Thursday, April 04, 2013

Michelangelo Antonioni: Il deserto rosso / Red Desert


Michelangelo Antonioni's first color film -- Il deserto rosso / Red Desert / El desierto rojo / Le désert rouge  (1964), presents a stunning palette, splashing colors and light onto buildings, characters and ecosystems in gyroscopic motion. Wild, man, with strange surreal interludes. Fellini's Giulietta degli spiriti / Juliet of the Spirits (1965) takes a similarly wild and colorful plunge. Both films have other things in common, too. For instance, both have a primary woman protagonist -- Monica Vitti, Antonioni's paramour at the time, as Giuliana in Red Desert, and Giulietta Masina, Fellini's wife, as Giuletta in Juliet of the Spirits. Weird enough. Both characters are a bit "touched" -- by an angel, perhaps, but also by post traumatic stress, too. Both are married and somewhat estranged from their husbands. Both experience the world in otherworldly ways.

In Red Desert, we see a dizzying range of shapes and forms, some natural, some human-made.
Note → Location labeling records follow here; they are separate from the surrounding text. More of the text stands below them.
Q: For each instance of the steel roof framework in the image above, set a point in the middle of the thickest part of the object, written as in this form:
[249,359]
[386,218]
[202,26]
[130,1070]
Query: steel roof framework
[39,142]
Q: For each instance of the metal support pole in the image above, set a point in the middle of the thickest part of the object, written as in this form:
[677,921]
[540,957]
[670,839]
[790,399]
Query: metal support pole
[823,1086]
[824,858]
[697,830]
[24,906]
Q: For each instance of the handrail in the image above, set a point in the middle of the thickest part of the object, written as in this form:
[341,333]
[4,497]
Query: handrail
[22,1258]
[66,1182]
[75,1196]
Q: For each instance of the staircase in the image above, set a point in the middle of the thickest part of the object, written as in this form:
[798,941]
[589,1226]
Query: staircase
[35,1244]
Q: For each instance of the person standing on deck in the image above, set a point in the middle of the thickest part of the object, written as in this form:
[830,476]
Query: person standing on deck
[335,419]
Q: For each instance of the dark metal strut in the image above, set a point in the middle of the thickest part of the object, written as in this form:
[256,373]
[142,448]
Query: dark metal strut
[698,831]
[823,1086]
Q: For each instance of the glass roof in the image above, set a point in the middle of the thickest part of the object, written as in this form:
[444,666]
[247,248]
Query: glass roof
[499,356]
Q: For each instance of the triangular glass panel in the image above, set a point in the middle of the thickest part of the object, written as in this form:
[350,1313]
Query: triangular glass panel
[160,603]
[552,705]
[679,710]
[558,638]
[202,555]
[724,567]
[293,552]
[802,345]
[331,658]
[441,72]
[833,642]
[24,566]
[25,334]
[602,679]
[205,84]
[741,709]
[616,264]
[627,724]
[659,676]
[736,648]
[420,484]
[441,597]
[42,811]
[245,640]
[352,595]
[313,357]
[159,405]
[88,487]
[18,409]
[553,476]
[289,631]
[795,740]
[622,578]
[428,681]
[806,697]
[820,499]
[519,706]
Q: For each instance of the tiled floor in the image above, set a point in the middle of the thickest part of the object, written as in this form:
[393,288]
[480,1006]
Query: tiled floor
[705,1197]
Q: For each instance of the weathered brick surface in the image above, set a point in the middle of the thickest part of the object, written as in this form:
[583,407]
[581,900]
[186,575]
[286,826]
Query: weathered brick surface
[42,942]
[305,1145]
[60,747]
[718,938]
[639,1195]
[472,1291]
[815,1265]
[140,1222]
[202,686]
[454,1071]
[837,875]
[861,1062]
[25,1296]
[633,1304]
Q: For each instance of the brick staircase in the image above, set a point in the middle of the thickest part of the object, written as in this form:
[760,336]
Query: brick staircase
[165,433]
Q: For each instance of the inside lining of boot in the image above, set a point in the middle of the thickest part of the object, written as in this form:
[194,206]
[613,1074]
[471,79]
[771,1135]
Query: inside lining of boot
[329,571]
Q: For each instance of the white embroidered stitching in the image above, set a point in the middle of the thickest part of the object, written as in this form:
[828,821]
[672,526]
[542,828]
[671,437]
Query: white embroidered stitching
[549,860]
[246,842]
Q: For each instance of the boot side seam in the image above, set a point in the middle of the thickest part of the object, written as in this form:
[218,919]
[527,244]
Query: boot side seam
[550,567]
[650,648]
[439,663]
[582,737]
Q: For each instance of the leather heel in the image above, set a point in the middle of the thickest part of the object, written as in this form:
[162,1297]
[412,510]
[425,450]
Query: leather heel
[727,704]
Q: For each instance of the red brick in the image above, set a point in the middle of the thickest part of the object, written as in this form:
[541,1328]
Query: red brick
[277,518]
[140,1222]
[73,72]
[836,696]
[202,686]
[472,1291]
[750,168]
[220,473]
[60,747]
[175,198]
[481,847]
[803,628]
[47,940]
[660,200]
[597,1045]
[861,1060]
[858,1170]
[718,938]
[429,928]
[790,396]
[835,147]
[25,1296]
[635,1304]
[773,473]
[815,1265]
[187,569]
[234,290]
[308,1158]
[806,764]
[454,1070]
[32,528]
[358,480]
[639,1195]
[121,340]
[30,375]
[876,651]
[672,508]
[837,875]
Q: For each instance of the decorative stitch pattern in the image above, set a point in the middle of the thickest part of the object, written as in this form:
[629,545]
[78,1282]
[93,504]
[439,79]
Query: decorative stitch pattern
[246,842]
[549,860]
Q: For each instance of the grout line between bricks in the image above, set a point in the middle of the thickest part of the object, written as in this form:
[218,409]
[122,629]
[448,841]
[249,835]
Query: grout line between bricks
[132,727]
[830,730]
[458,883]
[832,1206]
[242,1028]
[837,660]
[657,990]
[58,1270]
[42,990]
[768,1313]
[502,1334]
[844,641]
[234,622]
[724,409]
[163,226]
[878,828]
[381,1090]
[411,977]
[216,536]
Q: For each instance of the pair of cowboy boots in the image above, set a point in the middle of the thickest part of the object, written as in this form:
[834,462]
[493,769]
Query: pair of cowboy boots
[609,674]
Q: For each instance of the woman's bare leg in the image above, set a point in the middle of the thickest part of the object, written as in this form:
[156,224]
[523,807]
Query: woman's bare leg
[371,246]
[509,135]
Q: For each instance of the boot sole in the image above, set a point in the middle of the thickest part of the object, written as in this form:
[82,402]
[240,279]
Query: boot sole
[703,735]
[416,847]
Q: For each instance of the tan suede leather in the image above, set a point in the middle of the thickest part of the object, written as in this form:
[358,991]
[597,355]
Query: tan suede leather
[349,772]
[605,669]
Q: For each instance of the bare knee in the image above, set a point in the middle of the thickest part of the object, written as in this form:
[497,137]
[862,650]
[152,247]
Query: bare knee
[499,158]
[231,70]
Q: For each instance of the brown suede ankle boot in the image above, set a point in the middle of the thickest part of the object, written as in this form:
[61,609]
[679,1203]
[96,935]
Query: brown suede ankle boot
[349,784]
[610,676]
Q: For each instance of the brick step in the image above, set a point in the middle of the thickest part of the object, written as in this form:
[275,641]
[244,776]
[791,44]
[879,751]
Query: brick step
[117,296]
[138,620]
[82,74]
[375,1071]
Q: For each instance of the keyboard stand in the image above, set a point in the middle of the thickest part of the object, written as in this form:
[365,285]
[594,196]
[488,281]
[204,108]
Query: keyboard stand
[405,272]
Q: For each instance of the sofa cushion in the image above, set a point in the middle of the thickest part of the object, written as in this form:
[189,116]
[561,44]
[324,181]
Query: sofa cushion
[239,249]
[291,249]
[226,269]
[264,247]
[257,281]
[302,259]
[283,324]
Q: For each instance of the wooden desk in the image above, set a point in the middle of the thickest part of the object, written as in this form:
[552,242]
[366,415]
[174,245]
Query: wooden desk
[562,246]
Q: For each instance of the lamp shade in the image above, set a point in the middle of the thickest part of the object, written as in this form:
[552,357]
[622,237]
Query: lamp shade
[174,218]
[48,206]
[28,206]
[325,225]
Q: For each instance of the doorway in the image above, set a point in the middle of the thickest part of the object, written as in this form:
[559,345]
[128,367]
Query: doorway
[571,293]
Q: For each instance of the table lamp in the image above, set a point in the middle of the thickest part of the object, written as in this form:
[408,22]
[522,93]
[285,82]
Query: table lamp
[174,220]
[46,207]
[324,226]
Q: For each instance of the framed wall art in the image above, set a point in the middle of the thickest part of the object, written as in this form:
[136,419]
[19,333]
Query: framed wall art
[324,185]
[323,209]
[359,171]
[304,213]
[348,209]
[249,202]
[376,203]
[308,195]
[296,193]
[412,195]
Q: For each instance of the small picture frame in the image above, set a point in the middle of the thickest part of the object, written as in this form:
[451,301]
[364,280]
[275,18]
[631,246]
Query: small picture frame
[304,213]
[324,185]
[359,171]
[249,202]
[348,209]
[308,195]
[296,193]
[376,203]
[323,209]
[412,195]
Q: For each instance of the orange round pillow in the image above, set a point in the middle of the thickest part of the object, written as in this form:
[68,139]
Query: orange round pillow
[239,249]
We see mists and steam and fumes and ships and shacks and puddles and pipes and even a robot ~ it's all in there, and it's all pretty strange when laid out sequence by sequence. The music is a bit "touched," as well. The imagery and sound effects remind me of William Blake, responding to the Industrial Revolution in the early 1800s:

And did the Countenance Divine,
Shine forth upon our clouded hills?
And was Jerusalem builded here,
Among these dark Satanic Mills?


Many of these patterns and shapes are beautiful, too, bringing to mind Charles Baudelaire's Les Fleurs du mal / The Flowers of Evil (1857).

In Red Desert, Antonioni seems to be saying, this is the way it is. Get used to it, or not. And really, what's remarkable is how contemporary this film looks fifty years later. The cooling towers, the electrical grids, the waste pools and toxic fields: all of it could be here and now  -- and is.


Today's Rune: Harvest. P.S.: A fond farewell to Roger Ebert.
 

3 comments:

the walking man said...

There is it seems to be disconnect between them making "art" 60 years ago and today but no matter them of the post beat generation saw the future but did nothing much to course change, only document. LSD does that to ones head.

Charles Gramlich said...

I think I might like this film. The film itself sounds beautiful with the light work in it.

jodi said...

I like things that are a little 'touched' or 'teched' as my Grampa used to say. Wonderful review , Erik, Roger would b proud!